Here, the situation is far, far better than using SINAD. The work by Sean Olive is 100% based on double blind controlled testing to make sure the score correlates with listening test results. This is no simple measurement from 50 years ago that SINAD is. Here are some bits from the paper:
A Multiple Regression Model for Predicting
Loudspeaker Preference Using Objective
Measurements: Part II - Development of the Model
Sean E. Olive, AES Fellow
View attachment 45625
Correlation of 1.0 means perfection. That the model predicts listening test results with 100% accuracy. Here is the actual graph relative to results:
View attachment 45626
As you see the experimental results closely hug the linear prediction.
View attachment 45627
And how the tests were conducted:
View attachment 45628
If this kind of scoring is not good enough for you all, I don't know what is. This research is a gift. I highly suggest reading it in detail before scuffing at it.

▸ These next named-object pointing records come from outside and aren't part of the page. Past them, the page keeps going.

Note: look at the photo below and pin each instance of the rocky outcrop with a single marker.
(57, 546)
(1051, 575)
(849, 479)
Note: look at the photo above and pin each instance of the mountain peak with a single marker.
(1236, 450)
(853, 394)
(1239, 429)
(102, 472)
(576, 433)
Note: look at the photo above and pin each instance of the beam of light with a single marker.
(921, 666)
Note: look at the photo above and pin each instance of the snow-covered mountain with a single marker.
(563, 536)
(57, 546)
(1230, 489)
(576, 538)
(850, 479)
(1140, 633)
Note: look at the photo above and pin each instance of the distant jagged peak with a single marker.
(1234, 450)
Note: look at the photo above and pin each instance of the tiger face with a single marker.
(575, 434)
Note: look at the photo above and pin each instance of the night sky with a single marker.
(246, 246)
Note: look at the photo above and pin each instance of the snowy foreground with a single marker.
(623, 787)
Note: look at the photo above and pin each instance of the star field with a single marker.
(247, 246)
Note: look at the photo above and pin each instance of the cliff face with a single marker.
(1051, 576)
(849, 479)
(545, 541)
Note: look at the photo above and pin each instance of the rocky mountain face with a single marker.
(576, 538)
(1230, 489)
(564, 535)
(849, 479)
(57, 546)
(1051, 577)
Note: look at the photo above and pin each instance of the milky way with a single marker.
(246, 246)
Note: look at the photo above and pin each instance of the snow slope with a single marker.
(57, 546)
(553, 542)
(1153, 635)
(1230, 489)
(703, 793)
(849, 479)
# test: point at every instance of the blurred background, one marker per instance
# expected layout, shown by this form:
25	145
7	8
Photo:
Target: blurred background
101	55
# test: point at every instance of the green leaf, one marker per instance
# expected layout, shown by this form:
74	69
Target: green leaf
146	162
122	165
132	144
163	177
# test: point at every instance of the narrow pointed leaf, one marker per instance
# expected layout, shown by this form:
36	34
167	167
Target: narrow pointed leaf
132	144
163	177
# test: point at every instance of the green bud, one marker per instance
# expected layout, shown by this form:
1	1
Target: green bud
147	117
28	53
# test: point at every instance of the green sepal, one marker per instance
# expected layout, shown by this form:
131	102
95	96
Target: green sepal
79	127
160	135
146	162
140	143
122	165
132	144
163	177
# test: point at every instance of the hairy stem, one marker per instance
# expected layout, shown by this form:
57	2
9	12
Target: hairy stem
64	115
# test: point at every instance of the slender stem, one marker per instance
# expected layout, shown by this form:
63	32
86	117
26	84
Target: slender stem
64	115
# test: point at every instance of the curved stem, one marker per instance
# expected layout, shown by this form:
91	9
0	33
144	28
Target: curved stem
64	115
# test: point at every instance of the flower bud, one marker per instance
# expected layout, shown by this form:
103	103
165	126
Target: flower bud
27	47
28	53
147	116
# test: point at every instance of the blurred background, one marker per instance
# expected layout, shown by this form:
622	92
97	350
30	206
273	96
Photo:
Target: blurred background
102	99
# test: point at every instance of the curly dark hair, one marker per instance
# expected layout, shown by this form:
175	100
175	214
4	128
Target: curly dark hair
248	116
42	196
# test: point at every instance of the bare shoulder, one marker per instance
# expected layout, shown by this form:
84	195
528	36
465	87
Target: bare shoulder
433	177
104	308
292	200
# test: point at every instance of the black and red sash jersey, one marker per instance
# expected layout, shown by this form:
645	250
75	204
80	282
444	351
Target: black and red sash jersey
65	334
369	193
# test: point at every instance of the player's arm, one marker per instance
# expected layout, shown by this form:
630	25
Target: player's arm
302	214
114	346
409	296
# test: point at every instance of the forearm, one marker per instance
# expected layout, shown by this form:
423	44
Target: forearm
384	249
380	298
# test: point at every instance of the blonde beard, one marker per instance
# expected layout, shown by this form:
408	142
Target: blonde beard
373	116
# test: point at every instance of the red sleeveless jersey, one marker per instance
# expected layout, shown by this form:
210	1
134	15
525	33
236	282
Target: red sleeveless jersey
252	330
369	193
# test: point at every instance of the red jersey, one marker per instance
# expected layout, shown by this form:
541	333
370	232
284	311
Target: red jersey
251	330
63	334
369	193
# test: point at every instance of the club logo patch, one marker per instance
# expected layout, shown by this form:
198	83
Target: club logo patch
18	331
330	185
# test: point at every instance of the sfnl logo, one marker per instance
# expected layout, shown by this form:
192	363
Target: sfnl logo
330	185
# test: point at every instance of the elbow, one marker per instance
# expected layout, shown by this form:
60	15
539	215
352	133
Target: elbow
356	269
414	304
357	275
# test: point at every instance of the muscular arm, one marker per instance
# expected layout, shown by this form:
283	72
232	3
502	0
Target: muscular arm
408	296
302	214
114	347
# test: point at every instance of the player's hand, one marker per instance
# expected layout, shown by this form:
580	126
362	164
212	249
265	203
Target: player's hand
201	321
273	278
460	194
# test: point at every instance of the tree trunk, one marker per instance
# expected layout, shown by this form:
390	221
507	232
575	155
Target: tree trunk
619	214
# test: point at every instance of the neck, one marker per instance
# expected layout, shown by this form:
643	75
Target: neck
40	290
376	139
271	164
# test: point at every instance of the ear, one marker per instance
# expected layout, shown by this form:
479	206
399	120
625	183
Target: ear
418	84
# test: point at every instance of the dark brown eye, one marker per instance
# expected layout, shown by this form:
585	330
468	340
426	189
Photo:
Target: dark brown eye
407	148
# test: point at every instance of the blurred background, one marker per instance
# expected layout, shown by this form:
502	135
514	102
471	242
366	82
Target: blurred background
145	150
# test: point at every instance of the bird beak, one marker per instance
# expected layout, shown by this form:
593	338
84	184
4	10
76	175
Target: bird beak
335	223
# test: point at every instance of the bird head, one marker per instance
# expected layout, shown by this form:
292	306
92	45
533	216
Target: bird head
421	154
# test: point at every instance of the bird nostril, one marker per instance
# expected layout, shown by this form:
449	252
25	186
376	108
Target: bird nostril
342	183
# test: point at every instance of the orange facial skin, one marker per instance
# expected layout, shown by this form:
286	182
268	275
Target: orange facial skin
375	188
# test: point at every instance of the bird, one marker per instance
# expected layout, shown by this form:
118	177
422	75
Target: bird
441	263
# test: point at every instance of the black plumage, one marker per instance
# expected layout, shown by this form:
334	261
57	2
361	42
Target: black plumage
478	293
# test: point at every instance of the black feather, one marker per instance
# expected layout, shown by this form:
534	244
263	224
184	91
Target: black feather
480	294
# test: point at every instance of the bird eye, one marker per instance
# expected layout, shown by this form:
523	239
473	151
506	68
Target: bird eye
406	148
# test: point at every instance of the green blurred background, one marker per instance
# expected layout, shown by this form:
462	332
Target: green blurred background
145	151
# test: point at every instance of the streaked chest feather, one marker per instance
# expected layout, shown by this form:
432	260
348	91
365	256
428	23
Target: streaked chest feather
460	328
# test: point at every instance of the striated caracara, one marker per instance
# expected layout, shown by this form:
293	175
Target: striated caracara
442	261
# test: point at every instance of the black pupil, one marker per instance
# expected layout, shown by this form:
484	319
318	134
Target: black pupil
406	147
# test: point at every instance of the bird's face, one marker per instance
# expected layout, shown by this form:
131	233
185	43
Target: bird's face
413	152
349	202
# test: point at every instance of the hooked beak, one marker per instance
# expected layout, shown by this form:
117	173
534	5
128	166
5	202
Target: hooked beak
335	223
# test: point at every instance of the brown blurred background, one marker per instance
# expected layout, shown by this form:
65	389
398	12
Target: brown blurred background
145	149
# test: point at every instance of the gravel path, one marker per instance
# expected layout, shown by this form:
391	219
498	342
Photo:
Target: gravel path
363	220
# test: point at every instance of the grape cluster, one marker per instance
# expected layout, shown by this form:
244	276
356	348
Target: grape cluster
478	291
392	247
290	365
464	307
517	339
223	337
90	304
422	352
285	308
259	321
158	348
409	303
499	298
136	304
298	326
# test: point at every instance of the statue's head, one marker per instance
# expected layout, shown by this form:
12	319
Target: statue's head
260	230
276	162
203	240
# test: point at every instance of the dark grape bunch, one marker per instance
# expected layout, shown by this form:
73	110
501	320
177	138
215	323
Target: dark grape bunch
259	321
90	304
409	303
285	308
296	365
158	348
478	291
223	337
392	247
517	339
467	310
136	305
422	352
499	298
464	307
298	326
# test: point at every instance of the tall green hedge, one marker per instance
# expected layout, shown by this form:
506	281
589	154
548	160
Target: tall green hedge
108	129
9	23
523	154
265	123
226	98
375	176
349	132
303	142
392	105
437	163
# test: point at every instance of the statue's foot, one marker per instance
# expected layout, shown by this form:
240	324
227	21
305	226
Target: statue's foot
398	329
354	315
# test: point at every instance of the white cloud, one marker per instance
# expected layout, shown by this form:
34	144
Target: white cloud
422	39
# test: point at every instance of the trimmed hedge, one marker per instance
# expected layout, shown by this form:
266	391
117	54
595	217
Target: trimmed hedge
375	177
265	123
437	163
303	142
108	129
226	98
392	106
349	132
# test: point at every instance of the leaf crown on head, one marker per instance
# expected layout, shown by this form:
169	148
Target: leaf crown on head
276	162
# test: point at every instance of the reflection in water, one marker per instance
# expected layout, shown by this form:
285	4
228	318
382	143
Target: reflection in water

And it is not like we can go without. I just measured another speaker that i will post soon. I am sitting here, seeing some anomalies in the measurements but no way of characterizing it at all in relative scale to what I have measured before.
At the end, the scale may just be good for showing the best and the worst. This is what SINAD is doing and is a great service and outcome. I don't care if someone argues between a speaker that gets a score of 6 or 7. I care about clearly identifying the dogs and heros.
As with speaker testing, there are many reasons not to do something. Get on board to solve this problem. The consumer needs a scale. It doesn't have to be perfect. It is not like he has any scale whatsoever to use right now. A compass is not as good as GPS but it can sure tell you more or less which way to walk if you are lost.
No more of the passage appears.